I regret that your report (Feb 22) on Isaac Newton's beliefs failed to put them into any historical context. What is noteworthy about recent research is not that Newton was an "apocalyptic" thinker: all Protestant scholars in 17th-century Britain held such views. The apocalyptic consensus is not difficult to understand, given that any departure from the literal reading of the Book of Revelation was considered heresy. Edmond Halley, who was confronted with this accusation in 1691, presented papers to the Royal Society on "the necessity of the world's coming to an end", to prove "that I am not guilty of asserting the eternity of the world".

In Newton's days nearly everyone believed in heavenly retribution and the catastrophic end of the world. The Church worked hard to scare an insubordinate flock, while political radicals prophesied cometary disaster and social upheaval. Newton, in contrast, kept publicly quiet on the subject for most of his life. He endeavoured to discredit both camps by debunking their shared belief in impending doomsday.

In the unpublished manuscripts referred to, Newton did ponder the end of the world "in the year of the Lord 2060", but stressed: "I mention this period not to assert it, but only to show that there is little reason to expect it earlier, and thereby to put a stop to the rash conjectures of interpreters who are frequently assigning the time of the end, and thereby bringing the sacred prophecies into discredit as often as their conjectures do not come to pass. It is not for us to know the times and seasons which God hath put in his own breast."
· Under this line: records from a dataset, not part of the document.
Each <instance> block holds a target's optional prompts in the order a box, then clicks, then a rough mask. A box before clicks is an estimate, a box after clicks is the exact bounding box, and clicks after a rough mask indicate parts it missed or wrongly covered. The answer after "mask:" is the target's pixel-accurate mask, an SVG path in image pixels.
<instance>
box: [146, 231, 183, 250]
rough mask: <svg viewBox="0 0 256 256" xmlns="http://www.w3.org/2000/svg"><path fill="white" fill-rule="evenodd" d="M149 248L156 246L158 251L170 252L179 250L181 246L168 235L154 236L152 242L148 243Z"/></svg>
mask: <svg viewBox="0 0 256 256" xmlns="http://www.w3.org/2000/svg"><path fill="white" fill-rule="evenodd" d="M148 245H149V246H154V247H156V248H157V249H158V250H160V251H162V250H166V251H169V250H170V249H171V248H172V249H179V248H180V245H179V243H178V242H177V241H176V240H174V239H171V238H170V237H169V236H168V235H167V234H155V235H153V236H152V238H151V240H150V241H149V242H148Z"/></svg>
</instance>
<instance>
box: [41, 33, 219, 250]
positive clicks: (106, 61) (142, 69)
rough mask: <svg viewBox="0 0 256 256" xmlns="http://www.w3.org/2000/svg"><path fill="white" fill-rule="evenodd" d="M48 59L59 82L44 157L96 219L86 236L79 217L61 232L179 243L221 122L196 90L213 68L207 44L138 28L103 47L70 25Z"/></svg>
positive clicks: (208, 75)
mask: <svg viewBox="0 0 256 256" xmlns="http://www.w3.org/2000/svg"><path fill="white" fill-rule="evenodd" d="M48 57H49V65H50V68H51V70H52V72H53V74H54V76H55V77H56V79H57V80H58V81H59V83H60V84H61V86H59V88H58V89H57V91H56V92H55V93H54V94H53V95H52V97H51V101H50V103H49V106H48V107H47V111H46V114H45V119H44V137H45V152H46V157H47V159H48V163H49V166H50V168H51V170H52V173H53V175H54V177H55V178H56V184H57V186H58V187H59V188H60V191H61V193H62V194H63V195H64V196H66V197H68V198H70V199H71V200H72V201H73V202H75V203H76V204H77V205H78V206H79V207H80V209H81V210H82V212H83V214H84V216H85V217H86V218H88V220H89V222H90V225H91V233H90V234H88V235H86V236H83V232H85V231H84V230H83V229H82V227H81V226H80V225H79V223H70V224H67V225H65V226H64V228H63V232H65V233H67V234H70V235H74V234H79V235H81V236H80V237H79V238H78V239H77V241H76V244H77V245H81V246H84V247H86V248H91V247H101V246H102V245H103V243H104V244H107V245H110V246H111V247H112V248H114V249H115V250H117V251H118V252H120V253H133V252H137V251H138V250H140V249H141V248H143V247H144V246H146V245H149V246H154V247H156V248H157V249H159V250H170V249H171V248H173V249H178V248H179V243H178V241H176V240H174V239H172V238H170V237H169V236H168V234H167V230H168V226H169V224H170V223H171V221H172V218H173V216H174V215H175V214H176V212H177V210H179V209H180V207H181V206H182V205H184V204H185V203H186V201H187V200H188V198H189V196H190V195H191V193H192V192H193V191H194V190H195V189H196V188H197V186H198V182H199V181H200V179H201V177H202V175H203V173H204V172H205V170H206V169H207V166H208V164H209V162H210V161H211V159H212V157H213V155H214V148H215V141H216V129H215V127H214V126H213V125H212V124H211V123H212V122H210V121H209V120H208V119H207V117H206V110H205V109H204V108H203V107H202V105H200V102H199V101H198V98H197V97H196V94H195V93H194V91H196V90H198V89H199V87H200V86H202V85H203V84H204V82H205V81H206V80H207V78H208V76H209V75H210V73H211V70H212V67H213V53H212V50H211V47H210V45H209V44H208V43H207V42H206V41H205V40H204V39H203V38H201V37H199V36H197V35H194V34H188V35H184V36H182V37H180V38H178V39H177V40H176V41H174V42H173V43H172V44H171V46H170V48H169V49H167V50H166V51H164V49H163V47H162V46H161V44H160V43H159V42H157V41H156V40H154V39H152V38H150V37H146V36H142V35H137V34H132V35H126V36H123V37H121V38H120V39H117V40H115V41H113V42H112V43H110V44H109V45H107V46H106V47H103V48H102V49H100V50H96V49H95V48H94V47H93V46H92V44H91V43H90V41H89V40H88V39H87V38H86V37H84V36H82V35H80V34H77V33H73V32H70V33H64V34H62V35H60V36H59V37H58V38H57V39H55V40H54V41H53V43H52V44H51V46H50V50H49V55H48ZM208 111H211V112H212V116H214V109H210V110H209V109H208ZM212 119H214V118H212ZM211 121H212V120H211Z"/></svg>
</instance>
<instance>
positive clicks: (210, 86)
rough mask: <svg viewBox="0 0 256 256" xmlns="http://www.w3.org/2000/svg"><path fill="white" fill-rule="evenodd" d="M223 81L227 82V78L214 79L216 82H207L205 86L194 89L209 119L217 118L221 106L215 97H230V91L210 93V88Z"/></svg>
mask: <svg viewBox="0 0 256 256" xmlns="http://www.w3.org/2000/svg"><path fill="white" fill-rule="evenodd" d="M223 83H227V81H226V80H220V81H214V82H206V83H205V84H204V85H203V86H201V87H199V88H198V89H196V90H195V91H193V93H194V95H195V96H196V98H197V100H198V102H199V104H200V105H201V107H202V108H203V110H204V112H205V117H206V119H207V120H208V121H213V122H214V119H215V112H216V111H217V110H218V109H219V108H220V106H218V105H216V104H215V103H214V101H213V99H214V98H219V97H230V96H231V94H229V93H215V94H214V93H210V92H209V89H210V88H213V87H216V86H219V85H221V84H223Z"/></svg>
By pushing back a tentative date for the apocalypse by more than 500 years (if not advocating an indefinite point in time), Newton assailed both an over-zealous orthodoxy and political radicals whose fanaticism had led to a century of mayhem and who threatened the stability of British society. Far from being a prophet of doom, Newton calculatingly established the foundations of the scientific age that turned terrifying comets into predictable objects and wild fear-mongering into dispassionate risk analysis.